People are increasingly considering having their pets stuffed once they have died and placing them in their homes.
Taxidermy, the act of preserving an animal through mounting or stuffing them for display, could be making a comeback.
Interior designer Roisin Murphy said that while it's not for everyone, some people like having their pets preserved forever.
She told The Home Show with Sinead Ryan that taxidermy dates back to mummification in ancient Egypt when people would be buried with their animals.
She said it was particularly popular doing the Victorian era as a sign of wealth, when people would go abroad and hunt exotic animals and bring them back for their homes.

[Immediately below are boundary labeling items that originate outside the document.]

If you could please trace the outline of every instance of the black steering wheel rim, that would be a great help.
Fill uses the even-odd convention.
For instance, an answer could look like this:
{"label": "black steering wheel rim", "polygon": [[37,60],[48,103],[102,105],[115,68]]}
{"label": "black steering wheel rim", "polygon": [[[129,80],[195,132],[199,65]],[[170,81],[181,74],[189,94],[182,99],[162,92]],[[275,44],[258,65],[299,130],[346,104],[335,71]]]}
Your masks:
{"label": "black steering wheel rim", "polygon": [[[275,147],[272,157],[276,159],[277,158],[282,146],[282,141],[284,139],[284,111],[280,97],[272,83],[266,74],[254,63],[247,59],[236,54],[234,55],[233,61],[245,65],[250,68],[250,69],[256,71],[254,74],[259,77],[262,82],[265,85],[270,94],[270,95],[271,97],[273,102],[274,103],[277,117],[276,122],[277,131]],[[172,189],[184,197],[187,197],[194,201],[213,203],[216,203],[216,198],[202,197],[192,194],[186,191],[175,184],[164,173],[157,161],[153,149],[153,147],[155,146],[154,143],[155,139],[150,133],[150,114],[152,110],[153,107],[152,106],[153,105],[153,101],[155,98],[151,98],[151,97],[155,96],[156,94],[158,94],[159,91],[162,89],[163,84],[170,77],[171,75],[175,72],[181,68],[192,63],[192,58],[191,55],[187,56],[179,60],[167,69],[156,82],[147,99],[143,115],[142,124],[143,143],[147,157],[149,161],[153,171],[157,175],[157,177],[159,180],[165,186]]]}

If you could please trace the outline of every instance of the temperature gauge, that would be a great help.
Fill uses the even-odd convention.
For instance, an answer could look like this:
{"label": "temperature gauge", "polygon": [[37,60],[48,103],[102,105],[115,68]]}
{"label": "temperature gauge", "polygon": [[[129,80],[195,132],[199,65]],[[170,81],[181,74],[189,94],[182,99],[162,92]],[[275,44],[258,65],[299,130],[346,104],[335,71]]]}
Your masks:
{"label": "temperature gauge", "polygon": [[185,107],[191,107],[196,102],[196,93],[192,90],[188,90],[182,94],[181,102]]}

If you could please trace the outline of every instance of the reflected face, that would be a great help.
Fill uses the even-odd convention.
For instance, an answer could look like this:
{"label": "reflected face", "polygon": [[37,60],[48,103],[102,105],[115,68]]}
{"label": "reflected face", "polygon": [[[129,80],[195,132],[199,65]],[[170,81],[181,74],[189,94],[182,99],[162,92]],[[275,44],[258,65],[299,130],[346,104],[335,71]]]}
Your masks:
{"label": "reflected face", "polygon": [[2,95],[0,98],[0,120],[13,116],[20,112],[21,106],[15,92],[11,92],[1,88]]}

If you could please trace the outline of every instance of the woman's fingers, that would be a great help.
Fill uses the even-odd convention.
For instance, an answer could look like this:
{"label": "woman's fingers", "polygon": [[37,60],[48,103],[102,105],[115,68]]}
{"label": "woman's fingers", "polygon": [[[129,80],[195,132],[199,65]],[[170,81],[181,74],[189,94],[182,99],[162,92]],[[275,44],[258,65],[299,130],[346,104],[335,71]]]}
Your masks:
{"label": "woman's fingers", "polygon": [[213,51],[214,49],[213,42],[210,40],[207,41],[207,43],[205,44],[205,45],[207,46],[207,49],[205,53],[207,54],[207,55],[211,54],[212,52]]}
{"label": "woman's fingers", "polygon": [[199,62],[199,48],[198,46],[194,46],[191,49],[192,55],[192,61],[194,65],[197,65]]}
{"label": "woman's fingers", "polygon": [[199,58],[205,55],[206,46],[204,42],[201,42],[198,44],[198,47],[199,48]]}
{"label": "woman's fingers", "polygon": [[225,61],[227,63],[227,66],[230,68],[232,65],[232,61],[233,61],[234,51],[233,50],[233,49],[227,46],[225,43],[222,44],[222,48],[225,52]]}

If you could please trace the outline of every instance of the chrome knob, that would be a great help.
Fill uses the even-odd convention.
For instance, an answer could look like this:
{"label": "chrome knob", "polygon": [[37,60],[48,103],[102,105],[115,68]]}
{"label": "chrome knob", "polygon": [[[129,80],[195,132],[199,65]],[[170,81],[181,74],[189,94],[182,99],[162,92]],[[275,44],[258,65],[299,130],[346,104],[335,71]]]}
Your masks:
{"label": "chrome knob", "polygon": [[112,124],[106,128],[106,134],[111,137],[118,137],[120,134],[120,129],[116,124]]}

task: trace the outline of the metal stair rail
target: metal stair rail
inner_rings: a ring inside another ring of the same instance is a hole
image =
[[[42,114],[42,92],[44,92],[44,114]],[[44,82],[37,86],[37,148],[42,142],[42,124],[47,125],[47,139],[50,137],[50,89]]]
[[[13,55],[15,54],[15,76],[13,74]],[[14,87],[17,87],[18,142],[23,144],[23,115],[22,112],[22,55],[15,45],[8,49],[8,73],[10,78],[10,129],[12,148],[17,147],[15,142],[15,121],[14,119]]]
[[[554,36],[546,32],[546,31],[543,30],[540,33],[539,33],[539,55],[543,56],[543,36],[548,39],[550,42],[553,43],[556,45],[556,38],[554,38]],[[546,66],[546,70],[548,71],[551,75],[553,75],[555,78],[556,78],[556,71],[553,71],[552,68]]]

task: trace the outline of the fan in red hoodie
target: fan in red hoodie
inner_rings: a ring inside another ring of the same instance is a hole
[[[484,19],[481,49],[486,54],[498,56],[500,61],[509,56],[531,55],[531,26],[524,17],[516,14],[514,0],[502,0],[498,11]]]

Ms Murphy said: "It has been out of vogue for many, many years but it has come back into vogue."
She attributes the increasing popularity to artists such as Damien Hirst and Dorothy Cross.

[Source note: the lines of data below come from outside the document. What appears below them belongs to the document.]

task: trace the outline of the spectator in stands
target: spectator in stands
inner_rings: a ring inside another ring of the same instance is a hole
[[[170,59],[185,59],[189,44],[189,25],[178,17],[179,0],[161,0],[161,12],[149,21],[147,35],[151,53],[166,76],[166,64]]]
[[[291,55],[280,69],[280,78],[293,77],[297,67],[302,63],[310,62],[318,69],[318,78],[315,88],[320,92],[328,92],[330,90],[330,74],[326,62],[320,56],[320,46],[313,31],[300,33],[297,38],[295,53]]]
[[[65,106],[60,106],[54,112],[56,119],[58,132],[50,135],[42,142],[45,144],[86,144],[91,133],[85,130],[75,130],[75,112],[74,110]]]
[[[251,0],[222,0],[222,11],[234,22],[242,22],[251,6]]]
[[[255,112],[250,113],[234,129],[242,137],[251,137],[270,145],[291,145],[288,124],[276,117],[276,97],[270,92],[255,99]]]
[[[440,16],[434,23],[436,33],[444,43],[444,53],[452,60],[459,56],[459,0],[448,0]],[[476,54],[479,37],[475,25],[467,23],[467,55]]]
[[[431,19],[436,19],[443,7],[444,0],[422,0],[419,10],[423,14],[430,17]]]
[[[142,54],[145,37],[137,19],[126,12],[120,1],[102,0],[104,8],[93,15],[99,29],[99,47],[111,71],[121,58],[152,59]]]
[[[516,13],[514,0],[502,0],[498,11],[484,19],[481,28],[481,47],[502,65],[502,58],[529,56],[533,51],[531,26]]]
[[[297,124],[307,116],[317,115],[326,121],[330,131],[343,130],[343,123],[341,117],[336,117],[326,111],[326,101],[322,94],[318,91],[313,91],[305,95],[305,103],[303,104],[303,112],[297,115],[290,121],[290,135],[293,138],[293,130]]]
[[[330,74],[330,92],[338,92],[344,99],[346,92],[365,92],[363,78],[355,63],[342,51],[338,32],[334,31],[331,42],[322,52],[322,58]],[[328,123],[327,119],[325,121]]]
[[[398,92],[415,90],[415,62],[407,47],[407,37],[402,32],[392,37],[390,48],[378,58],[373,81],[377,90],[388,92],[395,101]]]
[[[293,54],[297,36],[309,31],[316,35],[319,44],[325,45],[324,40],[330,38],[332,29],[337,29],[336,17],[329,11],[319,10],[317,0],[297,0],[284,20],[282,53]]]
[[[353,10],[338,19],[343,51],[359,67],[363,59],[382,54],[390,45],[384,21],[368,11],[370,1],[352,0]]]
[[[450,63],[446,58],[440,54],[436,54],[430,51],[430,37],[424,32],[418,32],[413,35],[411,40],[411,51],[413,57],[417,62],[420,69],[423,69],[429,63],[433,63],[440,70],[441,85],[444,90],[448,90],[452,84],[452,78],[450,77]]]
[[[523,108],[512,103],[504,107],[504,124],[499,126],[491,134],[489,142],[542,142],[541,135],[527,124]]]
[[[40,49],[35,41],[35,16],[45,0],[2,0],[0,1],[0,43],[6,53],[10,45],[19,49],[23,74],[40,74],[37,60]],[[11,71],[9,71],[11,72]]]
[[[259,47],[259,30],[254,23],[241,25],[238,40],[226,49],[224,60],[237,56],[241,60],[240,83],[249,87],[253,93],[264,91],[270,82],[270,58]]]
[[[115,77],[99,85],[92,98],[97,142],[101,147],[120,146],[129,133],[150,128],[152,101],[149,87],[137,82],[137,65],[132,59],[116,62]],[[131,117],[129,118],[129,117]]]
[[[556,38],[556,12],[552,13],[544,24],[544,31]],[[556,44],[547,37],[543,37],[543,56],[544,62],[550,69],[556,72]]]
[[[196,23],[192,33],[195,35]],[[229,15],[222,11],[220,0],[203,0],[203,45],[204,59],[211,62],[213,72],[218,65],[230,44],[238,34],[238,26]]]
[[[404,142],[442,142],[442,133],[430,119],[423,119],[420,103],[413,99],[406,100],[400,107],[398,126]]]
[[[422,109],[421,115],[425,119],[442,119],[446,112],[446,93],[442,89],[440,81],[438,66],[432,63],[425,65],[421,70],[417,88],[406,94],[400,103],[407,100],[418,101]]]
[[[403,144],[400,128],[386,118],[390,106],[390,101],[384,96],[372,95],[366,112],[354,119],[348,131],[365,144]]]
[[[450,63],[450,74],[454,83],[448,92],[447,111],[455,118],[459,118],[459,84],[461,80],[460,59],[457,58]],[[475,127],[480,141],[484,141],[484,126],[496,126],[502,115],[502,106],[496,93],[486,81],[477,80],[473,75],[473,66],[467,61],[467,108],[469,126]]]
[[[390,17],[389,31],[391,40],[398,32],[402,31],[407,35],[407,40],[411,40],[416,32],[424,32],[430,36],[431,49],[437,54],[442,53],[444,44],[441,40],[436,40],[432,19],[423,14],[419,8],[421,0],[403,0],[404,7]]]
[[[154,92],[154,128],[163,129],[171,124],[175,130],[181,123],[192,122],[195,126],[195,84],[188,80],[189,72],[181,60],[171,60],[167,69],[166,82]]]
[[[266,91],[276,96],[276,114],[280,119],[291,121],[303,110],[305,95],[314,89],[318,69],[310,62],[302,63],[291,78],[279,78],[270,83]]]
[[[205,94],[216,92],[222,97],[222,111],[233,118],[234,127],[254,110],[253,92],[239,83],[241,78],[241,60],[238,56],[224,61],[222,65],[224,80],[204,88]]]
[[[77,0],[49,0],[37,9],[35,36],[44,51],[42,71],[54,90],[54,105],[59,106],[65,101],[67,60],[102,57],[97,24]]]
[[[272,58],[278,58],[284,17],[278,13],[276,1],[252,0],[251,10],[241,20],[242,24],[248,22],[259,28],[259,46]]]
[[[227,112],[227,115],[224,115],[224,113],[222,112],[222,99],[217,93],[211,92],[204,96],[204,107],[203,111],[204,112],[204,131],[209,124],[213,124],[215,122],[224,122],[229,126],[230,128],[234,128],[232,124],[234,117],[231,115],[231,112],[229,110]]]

She added: "You'll recollect the big trend has been to put animal heads on walls, but not real ones.
"The modern house loves an antler, or a vegan antler, on the wall.
"That Victorian thing is moving back into the boho, eclectic interior."
Ms Murphy recalled how a stuffed black cat was once given to her when she was decorating a haunted house.
She said: "I realised that for some people, that permanence of having your animal kept, they form a very big attachment to their animal.
"So there are people who will consider preserving their pets like that.
"There's that thing for us as humans fo never getting up close to birds, in particular, or a wild animal."
She said there is also a whole movement of people now who are doing pieces in wood and knitting animals for their homes.